Future studies might research cross-hospital training using federated learning, semi-supervised learning to integrate unlabeled data, and diagnostic integration through explainable AI interfaces customized based on physician input.
5. Conclusions
In this study, a biomimetic DL-based image classification model was developed to automatically identify GI lesions from endoscopic images using CNNs.
There were compared several deep learning models for automatic classification of gastrointestinal polyps in endoscopic images. It was performed with the aim to identify the architecture that provides the best results in accuracy and generalization ability. Actual state-of-the-art CNN models such as ResNet50 [
18], DenseNet121 [
31], MobileNetV2 [
32] were used for training. Moreover, other architectures were also tested, some returned worse results due to overfitting.
Results show that the ResNet50 model obtained the best accuracy on the validation set, followed by MobileNetV2 and DenseNet121. The models were evaluated by accuracy and confusion matrix, their performances were compared in the previous chapter.
In order to assist users such as physicians, in
Figure 6, an interface was also designed that allows the selection of one of the trained models mentioned above. The interface allows the user to select an image they wish to assign to a class and visualize which class the image belongs to, based on the previously selected model.
Even though the training time was significant (between 2 and 4 hours for each model), some stable results were obtained, and the differences between the accuracy on the training and validation set were small for the well-optimized models, indicating good generalization.

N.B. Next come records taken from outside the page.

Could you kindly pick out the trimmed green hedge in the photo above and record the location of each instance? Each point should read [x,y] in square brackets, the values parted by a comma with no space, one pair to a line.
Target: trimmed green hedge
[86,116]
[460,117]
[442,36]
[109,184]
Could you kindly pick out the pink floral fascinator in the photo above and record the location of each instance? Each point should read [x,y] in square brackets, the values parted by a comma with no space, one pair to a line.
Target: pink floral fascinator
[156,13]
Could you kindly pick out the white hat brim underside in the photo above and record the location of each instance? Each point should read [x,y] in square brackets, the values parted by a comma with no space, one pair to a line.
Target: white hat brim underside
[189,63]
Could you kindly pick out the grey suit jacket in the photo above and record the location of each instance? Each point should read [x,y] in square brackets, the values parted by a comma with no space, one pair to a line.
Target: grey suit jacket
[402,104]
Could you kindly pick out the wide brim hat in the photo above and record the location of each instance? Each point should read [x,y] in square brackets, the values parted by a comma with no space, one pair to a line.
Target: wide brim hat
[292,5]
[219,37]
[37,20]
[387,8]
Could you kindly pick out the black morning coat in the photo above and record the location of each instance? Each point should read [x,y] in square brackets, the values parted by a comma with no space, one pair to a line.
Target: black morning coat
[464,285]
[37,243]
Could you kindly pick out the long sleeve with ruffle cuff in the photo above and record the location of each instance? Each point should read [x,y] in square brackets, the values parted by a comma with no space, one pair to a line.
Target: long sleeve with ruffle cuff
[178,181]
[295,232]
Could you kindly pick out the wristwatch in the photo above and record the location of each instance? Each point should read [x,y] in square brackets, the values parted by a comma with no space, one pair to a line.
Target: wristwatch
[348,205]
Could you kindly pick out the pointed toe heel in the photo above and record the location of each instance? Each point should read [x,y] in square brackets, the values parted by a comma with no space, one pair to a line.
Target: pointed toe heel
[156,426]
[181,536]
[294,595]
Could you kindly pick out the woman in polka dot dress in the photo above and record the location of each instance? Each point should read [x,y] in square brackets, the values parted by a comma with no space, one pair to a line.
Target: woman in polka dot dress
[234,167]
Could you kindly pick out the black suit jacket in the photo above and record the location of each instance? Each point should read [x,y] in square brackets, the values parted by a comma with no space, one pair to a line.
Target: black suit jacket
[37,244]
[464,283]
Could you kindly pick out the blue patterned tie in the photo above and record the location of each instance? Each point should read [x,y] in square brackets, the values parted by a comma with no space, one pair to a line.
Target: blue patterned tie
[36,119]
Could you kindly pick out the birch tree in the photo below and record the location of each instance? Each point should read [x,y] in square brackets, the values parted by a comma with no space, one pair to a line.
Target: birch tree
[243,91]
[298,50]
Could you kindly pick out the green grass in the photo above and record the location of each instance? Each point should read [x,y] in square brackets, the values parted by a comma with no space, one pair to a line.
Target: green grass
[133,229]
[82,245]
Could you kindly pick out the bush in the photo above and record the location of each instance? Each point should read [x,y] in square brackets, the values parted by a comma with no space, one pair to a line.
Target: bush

In practice, the models performed well even on consumer-grade hardware, being tested on a Lenovo IdeaPad Gaming 3 laptop (RTX 3050, i5-12500H). The average inference time for an image was under one second, allowing these systems to be integrated into a real-time workflow without significant differences. It was observed that most classifications were correct, especially for classes well represented in the training data. Classes with large variations or few examples were harder to classify, indicating the need for additional data.
In conclusion, this research presents an efficient biomimetic AI-based pipeline for medical image classification, demonstrating strong potential for aiding colorectal cancer screening and improving diagnostic in clinical environments.